The association between breastfeeding and triple-negative breast cancer risk should be confirmed with further research, because only a small subset of the studies looked at triple-negative breast cancer.  The results from this study complement the findings of a previous study, which also found that breastfeeding reduced breast cancer risk in BRCA1 carriers (who are more likely to develop triple-negative breast cancers). However, other studies have not shown that breastfeeding reduces cancer risk. 

This report is a meta-analysis (a paper that uses data from previous studies). Meta-analyses have certain inherent weaknesses. One pitfall is that the analysis is only as strong at the studies included. Another is that the different study designs of the research included in the analysis may affect the overall analysis.

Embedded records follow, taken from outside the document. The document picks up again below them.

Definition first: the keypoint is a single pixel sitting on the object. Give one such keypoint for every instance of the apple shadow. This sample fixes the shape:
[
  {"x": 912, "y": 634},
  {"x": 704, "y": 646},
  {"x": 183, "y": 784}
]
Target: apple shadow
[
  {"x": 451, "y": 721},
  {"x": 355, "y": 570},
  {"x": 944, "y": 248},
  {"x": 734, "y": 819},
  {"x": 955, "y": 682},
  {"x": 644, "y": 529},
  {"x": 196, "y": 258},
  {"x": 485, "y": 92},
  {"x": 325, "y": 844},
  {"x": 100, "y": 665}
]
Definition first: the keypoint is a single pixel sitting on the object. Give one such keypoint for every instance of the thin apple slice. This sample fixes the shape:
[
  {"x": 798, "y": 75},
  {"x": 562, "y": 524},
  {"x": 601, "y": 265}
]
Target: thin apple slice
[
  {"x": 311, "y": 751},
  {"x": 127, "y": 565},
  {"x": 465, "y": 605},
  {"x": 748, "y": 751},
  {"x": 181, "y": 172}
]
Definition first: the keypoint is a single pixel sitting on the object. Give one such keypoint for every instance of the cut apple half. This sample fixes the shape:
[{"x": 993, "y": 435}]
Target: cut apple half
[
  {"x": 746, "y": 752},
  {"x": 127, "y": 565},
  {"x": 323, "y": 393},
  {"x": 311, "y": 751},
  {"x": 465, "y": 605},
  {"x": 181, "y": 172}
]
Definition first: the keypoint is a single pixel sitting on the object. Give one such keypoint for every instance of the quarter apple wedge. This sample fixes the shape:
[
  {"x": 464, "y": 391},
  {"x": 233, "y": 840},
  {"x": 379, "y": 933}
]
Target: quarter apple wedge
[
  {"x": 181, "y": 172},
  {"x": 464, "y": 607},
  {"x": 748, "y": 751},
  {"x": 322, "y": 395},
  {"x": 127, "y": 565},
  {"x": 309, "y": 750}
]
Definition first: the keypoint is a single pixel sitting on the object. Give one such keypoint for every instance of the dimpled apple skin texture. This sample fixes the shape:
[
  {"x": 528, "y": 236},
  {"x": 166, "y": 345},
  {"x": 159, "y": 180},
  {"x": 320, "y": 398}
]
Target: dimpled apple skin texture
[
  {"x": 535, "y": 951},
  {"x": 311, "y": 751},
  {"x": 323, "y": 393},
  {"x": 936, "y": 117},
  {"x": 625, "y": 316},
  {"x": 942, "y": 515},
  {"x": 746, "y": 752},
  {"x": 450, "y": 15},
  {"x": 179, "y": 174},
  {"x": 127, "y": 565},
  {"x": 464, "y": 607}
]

This study also did not take into account several factors, including the BRCA mutation status, income, race, ethnicity, or access to high quality medical care of the participants; these omissions may also have affected the meta-analysis results. Experts warn that given these limitations, more research is needed before we know with certainty whether or not breastfeeding reduces breast cancer risk, and if so, in what kind of breast cancer, and which women are most likely to benefit. Women who cannot breastfeed or who chose not to breastfeed should not be concerned, as other lifestyle choices have been shown to reduce breast cancer risk.  

Conclusions:

The association between breastfeeding and breast cancers that are hormone receptor-negative, both ER/PR-negative and HER2-positive, or triple-negative, is interesting. While this analysis did not find a strong association between breastfeeding and ER and/or PR-positive breast cancers, some studies included in this meta-analysis found a protective association between hormone receptor-positive breast cancer risk and breastfeeding when results were analyzed individually. More work needs to be done to look at this relationship, and to further study how breastfeeding may be conferring a reduced risk of hormone receptor-negative breast cancers. 

References

Islami F, Liu Y, Jemal A, et al. “Breastfeeding and breast cancer risk by receptor status—a systematic review and meta-analysis.” Annals of Oncology. Published first online on October 26th, 2015.

Pan H, He Z, Ling L, et al. “Reproductive factors and breast cancer risk among BRC1 or BRCA2 mutation carriers: results from ten studies.” Cancer Epidemiology (2014); 38: 1-8.